In [None]:
%matplotlib inline
import matplotlib
import seaborn as sns
sns.set()
matplotlib.rcParams['figure.dpi'] = 144

In [None]:
import altair as alt
from vega_datasets import data
alt.renderers.enable('notebook')

# Explanatory Visualization

Data scientists often need to derive and communicate actionable conclusions from massive, complex information. Effective explanatory visualizations are central to this task.

Although we focus in this notebook on *explanatory* visualization, many effective explanatory visualizations give the viewer the ability to interactively *explore* the results themselves. Interactivity in explanatory visualization should allow the viewer to track the narrative uncovered through the scientist's analysis. 

## Multiple interactive plots

Often, a single visual cannot describe all the information we want to communicate to the viewer. Interactivity allows the viewer to make intuitive links between multiple features in data and reach conclusions more quickly. 

In [None]:
df_cars = data.cars()
df_cars['Year'] = df_cars["Year"].dt.year

### Repeat Plots

Altair excels in creating multiple interactive views of data and linking them together. Below, we make use of Altair's `repeat` functionality, which allows us to specify one encoding across multiple features of the data, and display them in separate charts side-by-side.

* We've set the X axis to take on a value of `alt.repeat("column")`
* We add a `repeat` method specifying which columns to repeat the chart over

In addition, we've created a selection tool that links the selections across the charts.

* We define an `alt.selection_interval` encoded by the X axis. 
* We use `alt.condition` to set the color and opacity of each of the marks based on the value of that selection.
* We can reference the same selection object in another plot -- because the underlying data is the same, the selection applies to this plot as well!

In [None]:
brush = alt.selection_interval(encodings=['x'])

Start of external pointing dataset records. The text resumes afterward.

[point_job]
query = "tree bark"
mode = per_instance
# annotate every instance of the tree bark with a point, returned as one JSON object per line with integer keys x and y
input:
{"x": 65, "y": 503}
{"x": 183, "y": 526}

repeat_chart = alt.Chart(df_cars).mark_point().encode(
    alt.X(alt.repeat("column"), type='quantitative'),
    alt.Y('Miles_per_Gallon:Q'),
    color=alt.condition(brush, 'Origin:N', alt.value('lightgray')),
    opacity = alt.condition(brush, alt.value(1), alt.value(0.1))
).properties(
    width=150,
    height=150
).add_selection(
    brush           
).repeat(
    column=['Weight_in_lbs', 'Acceleration', 'Horsepower']
)

year_chart = alt.Chart(df_cars, height=151, width = 200).mark_point().encode(
    alt.X("Year:N"),
    alt.Y("Miles_per_Gallon:Q"),
    color=alt.condition(brush, "Origin:N", alt.value("lightgray")),
    opacity = alt.condition(brush, alt.value(1), alt.value(0.1))

).add_selection(brush)



repeat_chart | year_chart

### Faceted plots

We can also easily break one plot into multiple using Altair's `facet` method. This is as simple as calling the facet method and specifying which column to facet on.

In [None]:
brush = alt.selection_interval()

facet_chart = alt.Chart(df_cars).mark_point().encode(
    alt.X('Year:N'),
    alt.Y('Miles_per_Gallon:Q'),
    color=alt.condition(brush, 'Origin:N', alt.value('lightgray'))
).properties(
    width=150,
    height=150
).add_selection(
    brush           
).facet(column="Origin")


facet_chart

## Data transformations: filtering and aggregating

We can also filter and aggregate data directly in Altair. Below, in addition to the faceted plot, we show a histogram of the number of cars from each origin currently selected.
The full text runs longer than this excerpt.